Comparison of the association methods

We used a 5% Bonferroni-corrected significance threshold (1.24 × 10−6 and 3.11 × 10−9 for array and imputed sequence variant genotypes, respectively) to consider multiple testing. Genomic inflation factors were calculated to compare the distributions of the expected and observed test statistics.

The statistical power was assessed using false discovery rate (FDR). Following Bolormaa et al. [70], the FDR was calculated as \(\frac{P * (1-\frac{A}{T})}{\frac{A}{T} * (1-P)}\), where P is the significance threshold (e.g., 1.24 × 10−6 or 3.11 × 10−9), A is the number of significant variants and T is the total number of variants tested.

Fine mapping of detected QTL

We defined QTL as a region of 1 Mb non-overlapping windows, containing at least one significantly associated marker. The marker with the smallest P-value within a QTL was defined as lead variant. Linkage disequilibrium (LD) between the lead variant and all other variants was calculated with the PLINK (v. 1.9) –r2 command.
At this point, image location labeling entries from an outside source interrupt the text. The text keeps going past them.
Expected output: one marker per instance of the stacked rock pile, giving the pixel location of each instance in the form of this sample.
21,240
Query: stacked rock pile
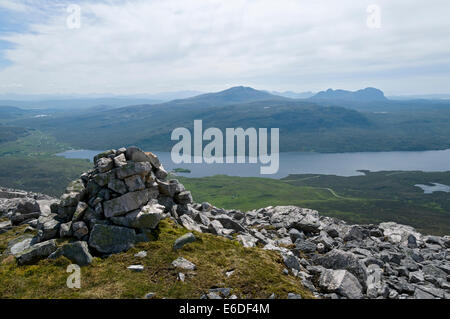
125,196
108,209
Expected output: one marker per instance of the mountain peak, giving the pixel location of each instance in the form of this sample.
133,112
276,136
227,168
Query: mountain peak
365,95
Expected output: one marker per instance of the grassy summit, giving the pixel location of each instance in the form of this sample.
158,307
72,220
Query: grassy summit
257,272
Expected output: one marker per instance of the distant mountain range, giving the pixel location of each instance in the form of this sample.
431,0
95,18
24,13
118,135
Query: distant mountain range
330,121
365,95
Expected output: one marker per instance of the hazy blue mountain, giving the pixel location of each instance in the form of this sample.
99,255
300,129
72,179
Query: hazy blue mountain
238,94
305,125
364,95
294,95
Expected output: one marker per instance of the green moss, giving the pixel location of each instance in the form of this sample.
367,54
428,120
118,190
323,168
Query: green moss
257,272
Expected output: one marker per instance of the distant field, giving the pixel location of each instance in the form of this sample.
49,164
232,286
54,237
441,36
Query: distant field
28,163
373,198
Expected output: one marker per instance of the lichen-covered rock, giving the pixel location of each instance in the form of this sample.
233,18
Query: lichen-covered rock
107,239
76,252
36,252
183,240
341,282
128,202
147,217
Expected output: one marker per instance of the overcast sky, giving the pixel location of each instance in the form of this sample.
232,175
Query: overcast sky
149,46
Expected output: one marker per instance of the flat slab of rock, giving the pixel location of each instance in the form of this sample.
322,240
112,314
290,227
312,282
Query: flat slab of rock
147,217
341,282
107,239
339,259
77,252
36,252
137,268
183,263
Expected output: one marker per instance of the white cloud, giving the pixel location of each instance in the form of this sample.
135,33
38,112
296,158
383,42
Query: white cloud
150,46
13,5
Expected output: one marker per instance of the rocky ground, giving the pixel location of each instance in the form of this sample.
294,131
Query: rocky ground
122,200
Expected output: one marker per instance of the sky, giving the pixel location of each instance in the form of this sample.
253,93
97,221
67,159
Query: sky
149,46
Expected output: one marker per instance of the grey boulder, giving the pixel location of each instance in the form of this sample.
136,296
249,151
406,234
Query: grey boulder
107,239
36,252
183,240
341,282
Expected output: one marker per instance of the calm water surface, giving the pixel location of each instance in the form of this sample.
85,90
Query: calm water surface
341,164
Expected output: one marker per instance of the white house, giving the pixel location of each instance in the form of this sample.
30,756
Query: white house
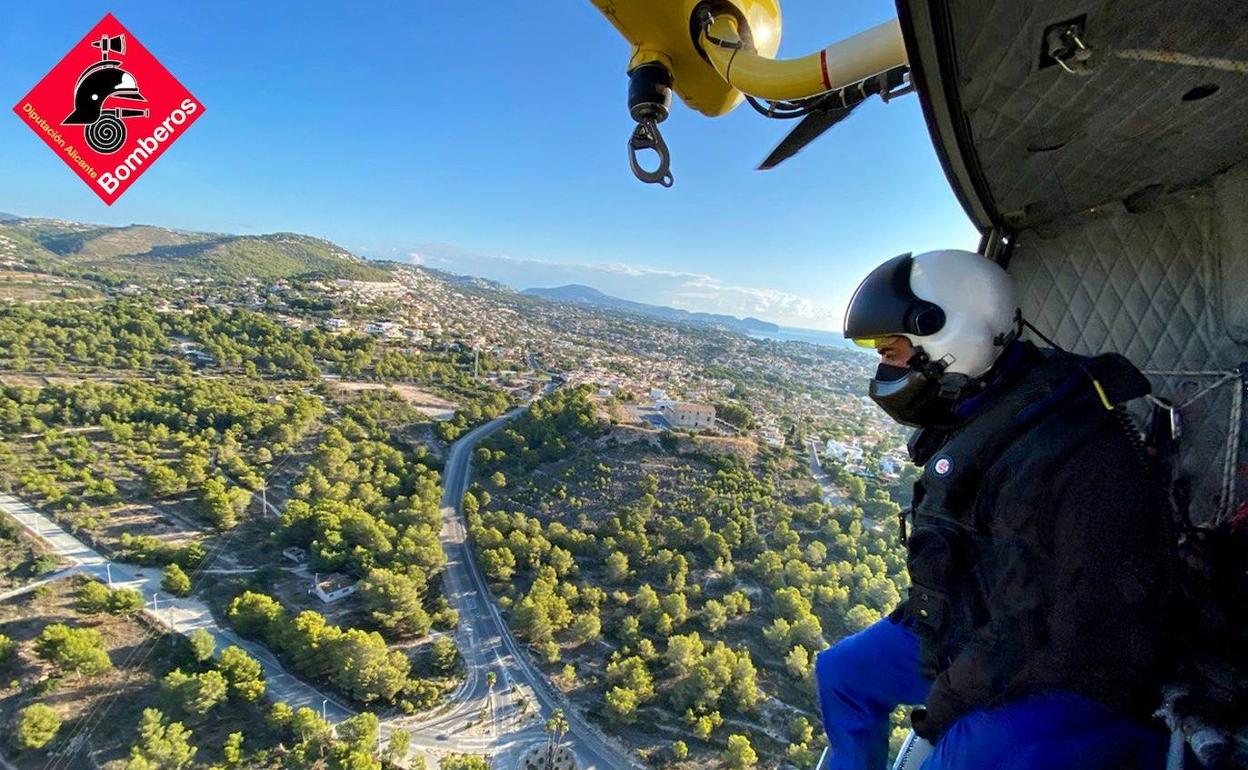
332,587
688,414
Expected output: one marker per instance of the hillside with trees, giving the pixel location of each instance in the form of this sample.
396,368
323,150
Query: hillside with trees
677,595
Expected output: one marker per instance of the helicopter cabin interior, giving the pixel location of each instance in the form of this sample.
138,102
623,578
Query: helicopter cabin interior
1102,149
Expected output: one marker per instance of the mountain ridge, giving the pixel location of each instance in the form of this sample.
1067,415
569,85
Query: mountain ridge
579,293
145,252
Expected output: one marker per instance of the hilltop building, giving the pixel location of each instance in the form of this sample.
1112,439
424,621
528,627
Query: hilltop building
332,587
690,416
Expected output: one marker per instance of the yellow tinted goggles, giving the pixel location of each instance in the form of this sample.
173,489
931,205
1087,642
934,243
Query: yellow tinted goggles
869,342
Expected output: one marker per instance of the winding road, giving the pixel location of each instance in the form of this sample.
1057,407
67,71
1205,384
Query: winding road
522,698
499,720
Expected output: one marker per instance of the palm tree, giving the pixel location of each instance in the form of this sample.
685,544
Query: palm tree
557,726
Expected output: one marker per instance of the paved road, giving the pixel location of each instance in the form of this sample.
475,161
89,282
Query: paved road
182,615
514,709
522,699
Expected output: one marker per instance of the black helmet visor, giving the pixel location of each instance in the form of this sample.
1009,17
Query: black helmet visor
885,306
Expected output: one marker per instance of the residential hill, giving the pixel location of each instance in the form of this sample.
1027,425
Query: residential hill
577,293
141,252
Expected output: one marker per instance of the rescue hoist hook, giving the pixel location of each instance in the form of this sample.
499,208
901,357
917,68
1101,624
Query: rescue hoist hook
647,136
649,100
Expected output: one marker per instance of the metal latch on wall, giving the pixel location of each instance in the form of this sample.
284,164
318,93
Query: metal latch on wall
1062,44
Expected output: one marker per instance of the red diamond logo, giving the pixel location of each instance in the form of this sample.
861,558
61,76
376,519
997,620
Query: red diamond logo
109,109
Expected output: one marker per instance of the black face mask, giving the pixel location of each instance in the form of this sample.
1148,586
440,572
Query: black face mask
912,396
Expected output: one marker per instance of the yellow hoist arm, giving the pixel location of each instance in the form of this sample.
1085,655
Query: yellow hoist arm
844,63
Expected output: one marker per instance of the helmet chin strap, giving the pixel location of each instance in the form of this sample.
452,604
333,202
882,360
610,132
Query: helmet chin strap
951,386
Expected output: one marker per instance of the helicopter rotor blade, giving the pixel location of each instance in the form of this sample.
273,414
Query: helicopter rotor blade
806,131
836,106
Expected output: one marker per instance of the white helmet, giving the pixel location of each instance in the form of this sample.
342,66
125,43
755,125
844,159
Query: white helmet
956,307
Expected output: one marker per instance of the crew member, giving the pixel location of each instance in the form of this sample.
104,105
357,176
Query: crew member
1037,547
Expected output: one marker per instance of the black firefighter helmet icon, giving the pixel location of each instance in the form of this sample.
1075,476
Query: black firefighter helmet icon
101,81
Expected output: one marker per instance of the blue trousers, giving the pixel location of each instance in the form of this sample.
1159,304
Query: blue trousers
862,678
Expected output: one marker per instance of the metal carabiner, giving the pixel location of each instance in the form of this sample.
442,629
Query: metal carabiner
647,136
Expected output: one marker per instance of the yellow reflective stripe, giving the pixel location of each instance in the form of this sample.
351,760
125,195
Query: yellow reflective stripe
1100,392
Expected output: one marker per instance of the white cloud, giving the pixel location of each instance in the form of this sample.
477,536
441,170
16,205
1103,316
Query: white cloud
674,288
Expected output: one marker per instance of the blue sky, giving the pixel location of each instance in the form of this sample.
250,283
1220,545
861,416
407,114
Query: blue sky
488,139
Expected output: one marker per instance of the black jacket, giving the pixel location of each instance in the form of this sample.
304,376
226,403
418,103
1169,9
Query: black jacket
1040,553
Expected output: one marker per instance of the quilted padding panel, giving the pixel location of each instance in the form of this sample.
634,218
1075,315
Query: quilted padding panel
1142,285
1151,286
1050,142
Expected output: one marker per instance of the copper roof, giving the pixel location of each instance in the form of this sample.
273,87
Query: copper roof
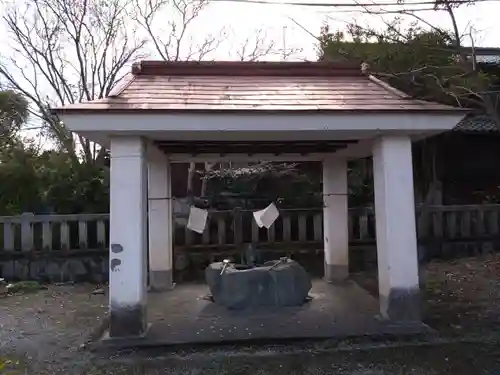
252,86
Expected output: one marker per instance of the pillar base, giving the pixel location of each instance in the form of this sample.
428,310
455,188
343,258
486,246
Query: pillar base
161,281
336,272
401,305
127,321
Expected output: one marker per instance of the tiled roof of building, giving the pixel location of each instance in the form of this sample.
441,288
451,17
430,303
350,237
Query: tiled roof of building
478,124
253,86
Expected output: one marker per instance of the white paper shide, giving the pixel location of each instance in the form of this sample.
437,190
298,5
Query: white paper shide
197,219
267,216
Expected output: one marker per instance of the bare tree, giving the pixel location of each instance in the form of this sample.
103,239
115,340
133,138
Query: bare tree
260,46
171,38
67,51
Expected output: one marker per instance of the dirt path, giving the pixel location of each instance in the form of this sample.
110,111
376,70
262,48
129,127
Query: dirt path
44,331
48,327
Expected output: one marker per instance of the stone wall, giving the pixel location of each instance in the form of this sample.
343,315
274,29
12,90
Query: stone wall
82,268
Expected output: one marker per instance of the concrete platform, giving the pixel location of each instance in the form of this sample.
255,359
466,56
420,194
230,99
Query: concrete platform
185,316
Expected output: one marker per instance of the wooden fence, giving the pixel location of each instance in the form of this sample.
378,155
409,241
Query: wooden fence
295,228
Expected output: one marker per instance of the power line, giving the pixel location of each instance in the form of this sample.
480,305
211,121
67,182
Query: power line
355,5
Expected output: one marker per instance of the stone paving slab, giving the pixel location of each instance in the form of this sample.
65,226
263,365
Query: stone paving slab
185,316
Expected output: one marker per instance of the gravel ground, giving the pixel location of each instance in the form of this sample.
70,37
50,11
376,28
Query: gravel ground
44,332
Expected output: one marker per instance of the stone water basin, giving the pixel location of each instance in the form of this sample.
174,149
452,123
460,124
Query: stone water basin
275,283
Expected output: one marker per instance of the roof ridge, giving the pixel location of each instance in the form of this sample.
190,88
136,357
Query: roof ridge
389,88
122,85
246,68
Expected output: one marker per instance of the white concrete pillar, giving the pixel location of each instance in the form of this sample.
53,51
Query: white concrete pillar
128,238
396,228
159,220
335,216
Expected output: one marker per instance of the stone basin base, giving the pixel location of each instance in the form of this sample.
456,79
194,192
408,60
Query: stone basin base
275,283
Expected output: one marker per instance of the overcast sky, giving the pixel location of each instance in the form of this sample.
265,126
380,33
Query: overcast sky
276,20
280,24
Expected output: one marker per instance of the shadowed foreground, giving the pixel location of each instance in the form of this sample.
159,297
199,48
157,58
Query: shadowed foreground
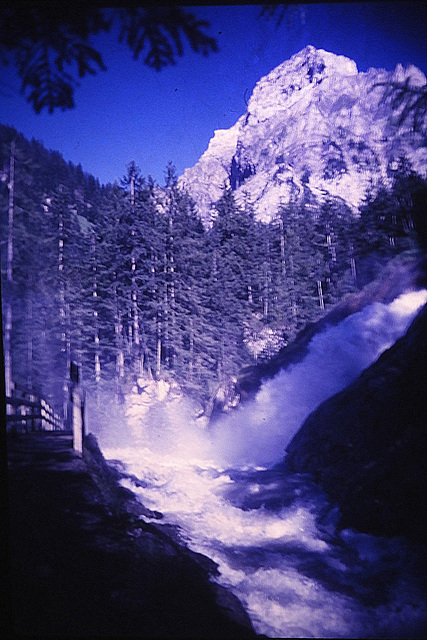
83,564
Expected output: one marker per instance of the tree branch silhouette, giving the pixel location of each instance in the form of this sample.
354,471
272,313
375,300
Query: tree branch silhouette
49,43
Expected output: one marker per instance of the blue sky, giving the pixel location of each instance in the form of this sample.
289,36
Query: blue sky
131,112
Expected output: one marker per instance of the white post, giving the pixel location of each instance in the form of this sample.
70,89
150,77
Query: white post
77,409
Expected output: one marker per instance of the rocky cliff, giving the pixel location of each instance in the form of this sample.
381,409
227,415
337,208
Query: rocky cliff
313,126
367,446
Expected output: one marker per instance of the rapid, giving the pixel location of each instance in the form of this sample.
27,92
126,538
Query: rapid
274,535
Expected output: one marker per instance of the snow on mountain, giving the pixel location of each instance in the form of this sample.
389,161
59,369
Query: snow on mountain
314,126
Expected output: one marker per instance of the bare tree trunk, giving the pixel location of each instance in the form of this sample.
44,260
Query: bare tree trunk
320,295
353,265
95,317
9,275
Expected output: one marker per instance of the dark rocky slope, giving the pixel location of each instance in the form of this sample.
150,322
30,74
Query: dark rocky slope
367,445
83,565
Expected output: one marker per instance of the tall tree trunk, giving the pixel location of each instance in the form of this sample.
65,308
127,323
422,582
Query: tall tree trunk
9,275
320,295
97,363
353,264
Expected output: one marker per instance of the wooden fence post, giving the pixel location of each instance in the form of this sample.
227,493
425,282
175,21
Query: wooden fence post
77,409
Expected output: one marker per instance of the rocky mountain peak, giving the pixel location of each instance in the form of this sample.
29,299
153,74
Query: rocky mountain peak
314,127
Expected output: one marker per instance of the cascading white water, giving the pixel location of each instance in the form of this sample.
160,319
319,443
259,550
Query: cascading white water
295,575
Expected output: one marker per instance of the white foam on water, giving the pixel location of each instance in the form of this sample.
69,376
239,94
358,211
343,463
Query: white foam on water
294,577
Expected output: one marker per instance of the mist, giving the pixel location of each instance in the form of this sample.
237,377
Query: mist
163,421
259,432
Variants within QTL were annotated with Ensembl’s Variant Effect Predictor (VEP; [71]) tool using local cache files from the Ensembl (release 104) annotation of the porcine genome. The deleteriousness of missense variants was predicted with the SIFT scoring algorithm [72] implemented in VEP.

The proportion of drEBV variance explained by a QTL was estimated with \(\frac{{2p (1-p)\beta }^{2}}{{\sigma }^{2}}\), where p is the frequency of the minor allele of the lead SNP and \({\sigma }^{2}\) is the drEBV variance; \(\beta\) is the regression coefficient of the lead SNP. To avoid overestimating the variance explained by a lead variant, we followed the approach described in Kadri et al. [73] and estimated the regression coefficients jointly for all QTL from the stGWAS, i.e., the lead variants of those QTL, that were significantly associated in the stGWAS, were fitted as covariates.